Going through the maze of history, the oldest and continuously used Flag of Denmark embraces the true value of antiquity. The design including a white Scandinavian Cross on the red background is very eye-catching. When you stay in Denmark, expect to name the Flag as Dannebrog or Danish Cloth!
Honorably, Danish culture announces that the Dannebrog is not accepted to touch the ground since it came from the heavens as the gift from God. Besides, it is not allowed to hoist the first flag of the world at night. Why so?

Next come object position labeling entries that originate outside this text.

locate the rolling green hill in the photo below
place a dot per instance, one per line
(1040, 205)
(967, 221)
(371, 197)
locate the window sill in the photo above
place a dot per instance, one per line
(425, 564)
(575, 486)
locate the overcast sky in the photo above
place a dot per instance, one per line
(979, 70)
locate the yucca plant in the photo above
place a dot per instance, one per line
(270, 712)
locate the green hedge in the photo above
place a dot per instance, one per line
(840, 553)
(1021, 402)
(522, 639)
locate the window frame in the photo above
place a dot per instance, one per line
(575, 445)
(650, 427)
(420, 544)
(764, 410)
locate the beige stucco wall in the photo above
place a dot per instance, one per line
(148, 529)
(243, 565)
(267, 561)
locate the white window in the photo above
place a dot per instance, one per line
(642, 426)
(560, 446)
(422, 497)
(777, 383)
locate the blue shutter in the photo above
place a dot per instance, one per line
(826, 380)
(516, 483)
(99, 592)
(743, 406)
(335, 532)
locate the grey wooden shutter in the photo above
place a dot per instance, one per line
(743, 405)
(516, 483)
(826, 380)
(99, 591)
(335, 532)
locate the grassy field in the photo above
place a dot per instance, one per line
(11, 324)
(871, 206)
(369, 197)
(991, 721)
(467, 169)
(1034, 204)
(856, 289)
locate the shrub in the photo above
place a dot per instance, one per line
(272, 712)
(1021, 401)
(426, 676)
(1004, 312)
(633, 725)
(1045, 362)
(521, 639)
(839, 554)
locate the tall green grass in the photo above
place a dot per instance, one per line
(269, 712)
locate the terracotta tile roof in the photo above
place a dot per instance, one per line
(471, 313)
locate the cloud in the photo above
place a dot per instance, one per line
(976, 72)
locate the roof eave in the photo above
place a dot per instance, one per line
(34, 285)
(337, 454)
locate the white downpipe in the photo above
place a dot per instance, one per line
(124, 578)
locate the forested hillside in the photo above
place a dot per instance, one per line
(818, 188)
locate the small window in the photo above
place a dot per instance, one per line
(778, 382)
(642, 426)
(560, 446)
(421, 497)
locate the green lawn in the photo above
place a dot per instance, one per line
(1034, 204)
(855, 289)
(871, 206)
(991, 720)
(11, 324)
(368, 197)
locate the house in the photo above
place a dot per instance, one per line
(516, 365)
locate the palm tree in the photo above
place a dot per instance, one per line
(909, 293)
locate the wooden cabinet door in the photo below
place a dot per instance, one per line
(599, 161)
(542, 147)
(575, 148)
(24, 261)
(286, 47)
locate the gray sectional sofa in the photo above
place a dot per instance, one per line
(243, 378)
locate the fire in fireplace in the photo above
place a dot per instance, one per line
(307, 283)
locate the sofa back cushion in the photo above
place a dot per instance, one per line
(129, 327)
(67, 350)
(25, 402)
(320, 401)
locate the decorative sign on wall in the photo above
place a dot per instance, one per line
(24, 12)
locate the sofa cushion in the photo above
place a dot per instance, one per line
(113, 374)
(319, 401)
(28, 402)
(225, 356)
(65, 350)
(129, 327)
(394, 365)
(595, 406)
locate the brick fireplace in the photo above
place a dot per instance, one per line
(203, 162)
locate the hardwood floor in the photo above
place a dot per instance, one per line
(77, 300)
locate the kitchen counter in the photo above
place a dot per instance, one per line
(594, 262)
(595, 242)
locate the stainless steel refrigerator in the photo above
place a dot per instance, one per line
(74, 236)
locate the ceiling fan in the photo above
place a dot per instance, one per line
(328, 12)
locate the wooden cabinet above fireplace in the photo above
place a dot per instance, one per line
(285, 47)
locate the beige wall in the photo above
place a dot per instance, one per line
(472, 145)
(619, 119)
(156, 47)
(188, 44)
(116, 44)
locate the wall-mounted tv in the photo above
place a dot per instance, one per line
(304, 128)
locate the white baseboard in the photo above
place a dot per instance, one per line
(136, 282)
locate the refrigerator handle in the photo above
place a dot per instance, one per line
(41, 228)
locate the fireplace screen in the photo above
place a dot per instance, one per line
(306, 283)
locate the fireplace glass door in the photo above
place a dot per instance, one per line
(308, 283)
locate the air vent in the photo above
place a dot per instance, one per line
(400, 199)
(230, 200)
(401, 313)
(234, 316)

It is because some believe that such the night hoist sounds like giving the Devil a salute.
Nowadays, there are many variants of the Dannebrog Flag such as the Splitflag and Orlogsflag that have the similar shapes and colors. However, they’re different in sizes, shades of red, and places of use. While the Splitflag ending in a swallow-tail is used on land, the Orlogsflag featuring the elongated tail of Splitflag and deeper red color is only hoisted on sea as the Danish Naval Banner.